13 ll Rasa Rindu

29 8 16
                                    

Vote! Comment! WAJIB!
SELAMAT MEMBACA!

Pintu coffee shop kembali terayung, lagi dan lagi membuat Reynald menoleh—entah sudah keberapa kalinya untuk pagi ini. Ahh ...  bukan. Lebih tepatnya hampir setiap hari dia melakukan kegiatan itu—mengambil alih mesin pembuat kopi. Mengamati setiap pelanggan berharap ada 'dia' datang dan menjadi salah satu pelanggan mereka.

Amanda dan Rio saling melirik, saat raut wajah kecewa bosnya tampak terlihat sangat jelas. Tanpa berkata banyak, Reynald menjauh, ke tempat kesukaannya beberapa hari ini.

"Rio, tolong handle ini, ya!" pinta Reynald sebelum mendekati kaca jendela yang menghadap ke jalan raya.

"Baik, Bos." Rio kemudian memakai apron cokelat, lalu memosisikan diri di area mesin kopi, gelas, dan perlengkapan tempur lain. Sedangkan Amanda berdiri di depan mesin kasir.

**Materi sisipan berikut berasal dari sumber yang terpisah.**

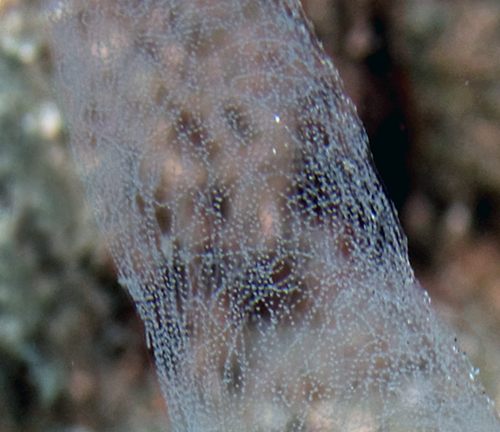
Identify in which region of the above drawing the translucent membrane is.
[48,0,500,432]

Mereka berdua melayani pelanggan mereka yang baru saja datang. Pelanggan yang bersetelan rapi itu memesan satu cup kopi untuk dibungkus dan dengan cepat Rio meracik pesanan laki-laki itu.

Reynald kembali melakukan kegiatan yang sudah beberapa hari ini dia lakukan. Mengambil alih mesin pembuat kopi, lalu berpindah ke depan jendela besar yang mengarah tepat ke arah jalan raya, dari situ dia bisa melihat dengan jelas bangunan itu ... bangunan yang beberapa hari ini tertutup rapat dan tidak pernah terbuka lagi. Wanita itu tiba-tiba menghilang dari peredarannya—wanita itu tidak terlihat lagi berlalu-lalang dalam toko bukunya. Entah di mana Rinjani sekarang?

Setelah bertahan dalam posisinya selama 10 menit. Reynald akan kembali ke ruangannya dengan rasa kecewa yang menumpuk. Mempercayakan coffee shop dan semuanya kepada Rio dan Amanda. Semangatnya redup tak bersisa, seiring menghilangnya Rinjani dari pandangannya.

"Seharusnya aku meminta nomornya hari itu," gumamnya dalam keheningan. Bersandar di kursinya dan menutupi wajahnya dengan tangan.

Kemudian dia kembali teringat dengan foto itu ... foto yang ikut ke cuci oleh Rinjani. Reynald membuka laci meja kerjanya dan menarik selembar foto yang sudah kusut dan pudar di beberapa bagian karena terkena air. Namun, senyum wanita dalam gambar itu masih terlihat jelas. Senyum yang memperlihatkan kepada dunia dan semua orang kalau dia bahagia dan baik-baik saja. Tetapi yang Reynald tahu senyum itu adalah senyuman palsu.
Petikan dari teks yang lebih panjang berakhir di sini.